Typically, drug treatment consists of taking medications such as:
- diuretics are medications that help lower blood pressure, reduce the stroke volume of the heart, and reduce the likelihood of death due to a sharp increase in blood pressure. Diuretics also improve the distensibility of arteries;
- adrenergic blockers – protect against cerebrovascular complications;
- calcium antagonists – improve the elasticity of the arteries, reducing systolic pressure;
- ACE inhibitors – enhance the effect of calcium antagonists.
The essence of pathology
Isolated systolic arterial hypertension (ISAH) is an increase in systolic blood pressure (SBP) over 140 mm Hg. Art., diastolic pressure (DBP) is normal or slightly reduced. Increased pulse pressure increases the risk of heart and vascular diseases.
Isolated systolic arterial hypertension is detected in 65-75% of cases of arterial hypertension in persons over 65 years of age. The disease increases the risk of death from pathologies of the heart and blood vessels by 5 times, and the risk of stroke by 2.5 times.
Cardiovascular disease is the leading cause of death in older people. The most common is arterial hypertension, which is diagnosed in approximately 50% of people over 60 years of age.

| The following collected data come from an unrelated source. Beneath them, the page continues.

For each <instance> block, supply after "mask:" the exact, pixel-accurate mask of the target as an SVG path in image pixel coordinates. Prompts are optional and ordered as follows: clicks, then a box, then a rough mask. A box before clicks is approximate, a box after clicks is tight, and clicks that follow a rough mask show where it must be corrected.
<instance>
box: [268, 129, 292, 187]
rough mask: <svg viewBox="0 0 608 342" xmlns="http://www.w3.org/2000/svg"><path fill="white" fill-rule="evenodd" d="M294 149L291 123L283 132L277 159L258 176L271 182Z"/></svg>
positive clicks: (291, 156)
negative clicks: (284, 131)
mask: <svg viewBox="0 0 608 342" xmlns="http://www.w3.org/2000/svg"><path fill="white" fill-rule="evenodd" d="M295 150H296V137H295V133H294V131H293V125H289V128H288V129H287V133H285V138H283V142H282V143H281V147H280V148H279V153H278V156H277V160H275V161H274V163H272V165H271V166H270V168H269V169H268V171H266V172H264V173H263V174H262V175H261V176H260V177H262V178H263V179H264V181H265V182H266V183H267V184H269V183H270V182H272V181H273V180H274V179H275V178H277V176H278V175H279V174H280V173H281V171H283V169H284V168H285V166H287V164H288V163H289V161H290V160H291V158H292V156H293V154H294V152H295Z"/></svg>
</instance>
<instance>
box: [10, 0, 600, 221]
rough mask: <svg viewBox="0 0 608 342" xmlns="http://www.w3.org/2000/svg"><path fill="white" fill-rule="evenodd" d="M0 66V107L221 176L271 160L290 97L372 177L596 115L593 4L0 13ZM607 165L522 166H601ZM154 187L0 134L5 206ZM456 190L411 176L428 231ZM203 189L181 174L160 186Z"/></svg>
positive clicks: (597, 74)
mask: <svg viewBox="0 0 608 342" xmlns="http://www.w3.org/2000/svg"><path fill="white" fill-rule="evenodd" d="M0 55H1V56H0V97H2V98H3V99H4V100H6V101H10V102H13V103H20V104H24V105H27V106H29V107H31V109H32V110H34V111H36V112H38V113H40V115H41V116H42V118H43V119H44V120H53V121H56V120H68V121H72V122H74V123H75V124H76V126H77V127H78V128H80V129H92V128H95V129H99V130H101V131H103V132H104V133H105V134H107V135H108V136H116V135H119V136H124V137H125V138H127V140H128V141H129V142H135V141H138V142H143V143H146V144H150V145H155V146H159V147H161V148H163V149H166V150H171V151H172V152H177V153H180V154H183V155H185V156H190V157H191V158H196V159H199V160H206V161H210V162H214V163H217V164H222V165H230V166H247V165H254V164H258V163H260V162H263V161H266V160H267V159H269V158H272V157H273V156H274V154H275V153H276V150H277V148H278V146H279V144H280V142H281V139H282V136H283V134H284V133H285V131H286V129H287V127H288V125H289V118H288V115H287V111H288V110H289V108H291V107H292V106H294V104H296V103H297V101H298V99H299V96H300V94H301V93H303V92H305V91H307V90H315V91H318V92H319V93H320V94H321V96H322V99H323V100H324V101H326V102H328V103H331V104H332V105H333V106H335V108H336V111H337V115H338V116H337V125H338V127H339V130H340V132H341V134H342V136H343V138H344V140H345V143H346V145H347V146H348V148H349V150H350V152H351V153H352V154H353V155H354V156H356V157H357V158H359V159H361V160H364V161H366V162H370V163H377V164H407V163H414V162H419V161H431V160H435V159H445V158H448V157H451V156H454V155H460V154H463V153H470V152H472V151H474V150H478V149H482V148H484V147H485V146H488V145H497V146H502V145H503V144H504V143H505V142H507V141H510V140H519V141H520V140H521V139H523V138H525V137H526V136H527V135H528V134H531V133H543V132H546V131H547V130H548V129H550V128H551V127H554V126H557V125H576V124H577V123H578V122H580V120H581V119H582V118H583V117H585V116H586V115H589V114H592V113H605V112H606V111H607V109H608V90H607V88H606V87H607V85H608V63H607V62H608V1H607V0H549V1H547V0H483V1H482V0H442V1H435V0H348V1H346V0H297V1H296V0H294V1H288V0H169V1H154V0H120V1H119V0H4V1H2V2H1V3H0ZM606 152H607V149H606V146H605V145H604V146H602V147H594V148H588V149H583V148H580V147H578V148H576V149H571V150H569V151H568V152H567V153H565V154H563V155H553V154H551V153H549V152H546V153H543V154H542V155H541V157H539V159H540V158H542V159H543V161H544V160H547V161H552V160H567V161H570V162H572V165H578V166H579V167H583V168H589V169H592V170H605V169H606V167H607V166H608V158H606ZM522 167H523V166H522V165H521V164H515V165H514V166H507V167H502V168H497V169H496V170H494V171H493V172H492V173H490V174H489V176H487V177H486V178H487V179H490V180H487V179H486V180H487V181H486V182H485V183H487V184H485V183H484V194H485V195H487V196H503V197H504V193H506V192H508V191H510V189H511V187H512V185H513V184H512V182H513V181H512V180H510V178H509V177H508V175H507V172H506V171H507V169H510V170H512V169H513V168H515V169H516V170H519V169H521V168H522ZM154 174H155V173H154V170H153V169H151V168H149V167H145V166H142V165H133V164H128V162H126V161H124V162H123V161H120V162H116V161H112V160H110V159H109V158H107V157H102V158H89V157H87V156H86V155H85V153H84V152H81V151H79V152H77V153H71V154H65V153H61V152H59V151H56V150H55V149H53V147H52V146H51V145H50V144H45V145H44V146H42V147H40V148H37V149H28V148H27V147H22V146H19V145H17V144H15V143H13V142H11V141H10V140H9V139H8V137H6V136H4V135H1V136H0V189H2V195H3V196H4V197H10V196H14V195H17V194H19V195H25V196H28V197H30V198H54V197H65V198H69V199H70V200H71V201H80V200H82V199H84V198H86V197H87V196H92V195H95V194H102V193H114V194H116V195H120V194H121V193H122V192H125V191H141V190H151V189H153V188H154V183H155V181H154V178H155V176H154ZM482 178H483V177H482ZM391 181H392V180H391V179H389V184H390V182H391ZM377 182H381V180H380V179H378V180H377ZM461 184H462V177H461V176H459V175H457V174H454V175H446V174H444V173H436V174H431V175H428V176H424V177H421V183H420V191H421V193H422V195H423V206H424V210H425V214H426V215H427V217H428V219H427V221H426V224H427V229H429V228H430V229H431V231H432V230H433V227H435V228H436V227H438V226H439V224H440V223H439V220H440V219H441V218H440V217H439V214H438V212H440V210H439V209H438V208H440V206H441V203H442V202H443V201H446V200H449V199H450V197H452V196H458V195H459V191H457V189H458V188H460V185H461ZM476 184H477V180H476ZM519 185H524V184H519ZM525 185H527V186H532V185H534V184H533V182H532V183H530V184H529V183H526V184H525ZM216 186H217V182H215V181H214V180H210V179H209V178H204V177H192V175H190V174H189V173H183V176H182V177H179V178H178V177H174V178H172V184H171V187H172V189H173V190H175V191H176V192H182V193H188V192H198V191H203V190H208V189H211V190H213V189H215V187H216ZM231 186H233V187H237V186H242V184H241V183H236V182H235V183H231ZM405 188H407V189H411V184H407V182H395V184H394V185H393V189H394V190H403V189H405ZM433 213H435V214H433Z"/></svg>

Pathological processes occur predominantly in the older generation, which does not exclude their development at a young age.
ISAH is not an independent disease; it is a special form of hypertension.
There are three degrees of hypertension, which depend on the values of systolic pressure. The first (mild) degree is characterized by indicators of 140-159 mmHg; second (moderate) – 160-179; third (severe) – 180 or more.
It is customary to distinguish a borderline form of hypertension, in which systolic pressure varies from 140 to 149, diastolic pressure does not exceed 90.